Lisa turun dari tangga, dan menghampiri Pak Minya, Pak Gan, beserta para pengawalnya yang menunggu Lisa di ruang tamu.
"Pak Minya, seperti yang sudah kita sepakati, saya menyetujuinya," ujar Lisa.
Pak Minya menganggukkan kepalanya, lalu menatap pengacara yang sudah siap dengan tasnya. Pengacara itu mengeluarkan semua berkas-berkas yang harus ditandatangani oleh Lisa.
Pak Gan memperhatikan proses demi proses, setia menemani Lisa yang melakukan transaksi dan melengkapi berkas.
"Baik, Bu Lisa. Semua sudah lengkap. Terima kasih atas kerja samanya. Dan ini kunci rumahnya, Bu. Selamat beristirahat," ucap Pak Minya.
"Berhubung saya ada janji bertemu dengan klien, saya pamit untuk pulang, Bu Lisa," lanjut Pak Minya lagi.
Lisa pun menganggukkan kepalanya, lalu Pak Minya pergi meninggalkan rumah serta Lisa, Pak Gan di sana. Hatinya lega setelah rumah itu laku.
"Apa tidak apa-apa Pak dengan nona itu?" tanya pengawal pribadi Pak Minya.
"Apa maksudmu?" tanya Pak Minya yang sudah berada di dalam mobil bersama pengawalnya.
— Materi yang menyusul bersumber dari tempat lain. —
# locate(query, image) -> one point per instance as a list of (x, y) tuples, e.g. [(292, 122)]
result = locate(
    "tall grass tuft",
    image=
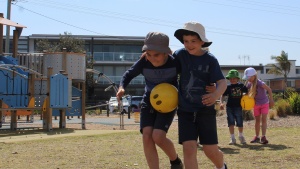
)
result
[(283, 108)]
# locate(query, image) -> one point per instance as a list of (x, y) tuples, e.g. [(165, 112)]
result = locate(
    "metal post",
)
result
[(8, 27), (1, 36)]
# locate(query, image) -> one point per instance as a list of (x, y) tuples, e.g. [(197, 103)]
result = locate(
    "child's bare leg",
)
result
[(214, 154), (150, 148)]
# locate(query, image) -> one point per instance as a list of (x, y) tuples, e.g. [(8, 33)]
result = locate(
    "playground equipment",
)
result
[(112, 85), (53, 83), (164, 97)]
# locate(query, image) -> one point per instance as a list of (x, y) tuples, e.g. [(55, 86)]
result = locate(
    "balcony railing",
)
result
[(116, 56), (117, 79)]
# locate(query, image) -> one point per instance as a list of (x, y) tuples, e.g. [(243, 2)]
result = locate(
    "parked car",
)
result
[(113, 104), (135, 101)]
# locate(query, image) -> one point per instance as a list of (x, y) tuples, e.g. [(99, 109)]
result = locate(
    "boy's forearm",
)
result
[(221, 87)]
Sedangkan pengacaranya membawa kendaraan sendiri.
"Bukankah rumah itu angker? Saya hanya mengkhawatirkan nona Lisa, Pak," ucapnya lagi.
"Ck... tidak akan terjadi apa-apa. Kau jangan mengarang cerita. Terlalu banyak menonton horor movie juga tidak baik untuk otakmu," sergah Pak Minya.
"Maaf, Pak," ucap pengawalnya.
Semetara di rumah itu, Lisa dan Pak Gan berbincang sebentar di luar rumah.
"Sepertinya saya membutuhkan orang untuk membersihkan belakang rumah, Pak Gan. Apakah Pak Gan punya kenalan?" tanya Lisa yang teringat dengan halaman belakang rumahnya.
"Akan saya carikan, Bu Lisa," sahut Pak Gan cepat.
Lisa dan Pak Gan pun beranjak dari rumah itu. Karena Lisa masih ingin menginap di hotel, maka Pak Gan mengantar Lisa kembali ke penginapan hotel tersebut.
Lisa mengucapkan banyak terima kasih terhadap Pak Gan yang siap sedia membantu dirinya dalam hal ini. Pak Gan pun berlalu setelah mengantarkan Lisa sampai lobby hotel.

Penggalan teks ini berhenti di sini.